Die erste Halbzeit wurde von Disziplinproblemen geprägt. In der 35. und 36. Minute zeigten die Schiedsrichter die gelbe Karte, und dann fiel in der 39. Minute die rote für A. Chintes. Petrolul spielte fortan zu zehnt, und nebenbei wurde in der 43. Minute A. Gheorghita ausgewechselt, bevor die Pause kam.
Nach dem Seitenwechsel kamen mehrere Wechsel. In der 46. Minute kamen P. Papp und D. Israel für Cluj, und in der 55. Minute brachte der Trainer drei Spieler gleichzeitig. Interessant wird es dann, als in der 57. Minute R. Jerdea und C. Huseynov für Petrolul ins Spiel kamen.
Der entscheidende Moment kam in der 73. Minute. I. Macalou traf und gab Cluj den Vorsprung. Die Gäste standen tief und kompakt, konnten den Ausgleich nicht mehr erreichen.

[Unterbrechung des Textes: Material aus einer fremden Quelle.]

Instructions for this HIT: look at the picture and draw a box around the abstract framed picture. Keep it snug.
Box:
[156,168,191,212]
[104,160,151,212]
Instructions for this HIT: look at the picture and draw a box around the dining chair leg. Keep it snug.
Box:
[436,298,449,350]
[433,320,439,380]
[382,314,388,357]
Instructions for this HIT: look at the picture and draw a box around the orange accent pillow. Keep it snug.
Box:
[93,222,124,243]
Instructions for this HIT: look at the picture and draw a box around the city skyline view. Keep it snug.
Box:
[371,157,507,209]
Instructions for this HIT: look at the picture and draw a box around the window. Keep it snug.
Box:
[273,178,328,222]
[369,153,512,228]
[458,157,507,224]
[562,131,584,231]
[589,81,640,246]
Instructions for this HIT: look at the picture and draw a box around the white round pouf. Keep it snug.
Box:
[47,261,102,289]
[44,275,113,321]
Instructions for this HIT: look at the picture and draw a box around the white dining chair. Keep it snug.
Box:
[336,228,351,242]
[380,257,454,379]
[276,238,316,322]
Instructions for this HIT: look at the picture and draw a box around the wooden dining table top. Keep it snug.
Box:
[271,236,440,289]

In der 82. Minute wurde noch einmal O. Mendy eingewechselt, aber das Spiel war bereits entschieden.
Die Statistik zeigt ein ausgeglichenes Bild. Beide Teams hatten 50 Prozent Ballbesitz, Cluj legte mit 104 Attacken vor, Petrolul mit 105. Von sieben Treffern auf Ziel landeten sechs daneben, bei den Gästen war es drei von drei. Die roten Karte veränderte das Verhältnis, aber die Chancen blieben knapp.
Das Ergebnis beendet die Serie der Gastgeber. Am 28. August hatte Petrolul noch 3:2 gewonnen, jetzt dreht sich die Rechnung. Cluj steht mit diesem Sieg im Achtelfinal, während Petrolul den Weg in die nächste Runde verpasst hat.